ImgBurn
- ImgBurn screenshot
- Developer(s): LIGHTNING UK!
- Initial release: 4 October 2005; 19 years ago
- Stable release: 2.5.8.0 / 16 June 2013; 11 years ago
- Written in: C++
- Operating system: Microsoft Windows Wine officially supported
- Available in: Multilingual
- Type: CD/DVD authoring
- License: Freeware
- Website: www.imgburn.com

= ImgBurn =

Software for ripping CDs or burning CD media

ImgBurn is an optical disc authoring program that allows the recording of many types of CD, DVD and Blu-ray images to recordable media (.cue files are supported as of version 2.4.0.0). Starting with version 2.0.0.0, ImgBurn can also burn files and data directly to CD or DVD. It is written in C++. It supports padding DVD-Video files so the layer break occurs on a proper cell boundary (where possible).

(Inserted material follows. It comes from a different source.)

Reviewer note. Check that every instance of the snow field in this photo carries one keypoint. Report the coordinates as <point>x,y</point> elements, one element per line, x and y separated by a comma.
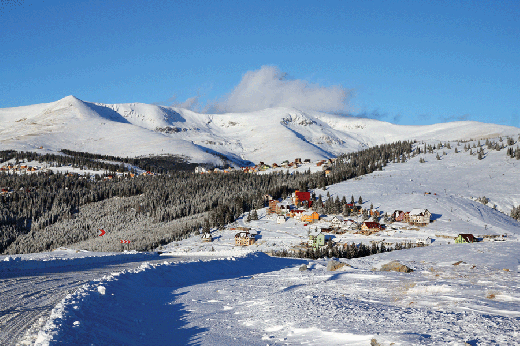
<point>258,300</point>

Prior to version 2.5.1.0, the program was freeware. From version 2.5.1.0 to 2.5.7.0, Ask.com adware was included in the installer. This was replaced in version 2.5.8.0 with OpenCandy adware. Only the version of the installer distributed directly from imgburn.com contains OpenCandy; the version distributed via the official mirror sites is adware-free. No notice is present on www.imgburn.com that the checksums/hashes provided now only match the OpenCandy version of the installer; however, the author of the program has provided the expected hash values for the adware-free version on the support forum.

==History==
ImgBurn is an optical disc authoring software created by LIGHTNING UK, the author of DVD Decrypter, after he was forced to stop development of DVD Decrypter in response to a cease and desist order from Macrovision.

== Features ==

- Supported formats: BIN, CUE, DI (Atari Disk Image), DVD, GI, IMG, ISO, MDS, NRG, PDI and more.
- Ability to build DVD Video discs (from a VIDEO_TS folder), HD DVD Video discs (from a HVDVD_TS folder) and Blu-ray Video discs (from a BDAV / BDMV folder).
- Full unicode folder/file name support.
- Supported environments: Windows 95, 98, Me, NT4, 2000, XP, 2003, Vista, 2008, 7, 2008 R2, 8, 8.1, and 10 (including all the 64-bit versions). It also officially supports Wine.
- Image queue provides support for burning several images with minimum interaction.
- ImgBurn is relatively lightweight (compared to similar programs); under 1.8MB for all installed features.
- ImgBurn is based on the optical disc burning engine of DVD Decrypter; however, it does not have the ability to circumvent copy protections of encrypted DVDs. As of version 2.3.0.0, ImgBurn can create image files from unencrypted CDs/DVDs; however, it cannot remove Content Scramble System (CSS) encryption or any other copy protection. It is possible to use third-party software such as DVD43, an intermediate driver that operates between the hardware and software, for such purpose.

== Limits ==

- Does not support RAW disc ripping or burning
- Does not support multi-session discs
- Cannot write CD subchannel data
- Cannot copy discs directly, without first creating an image file
- Each session of the software can only burn to one drive at a time.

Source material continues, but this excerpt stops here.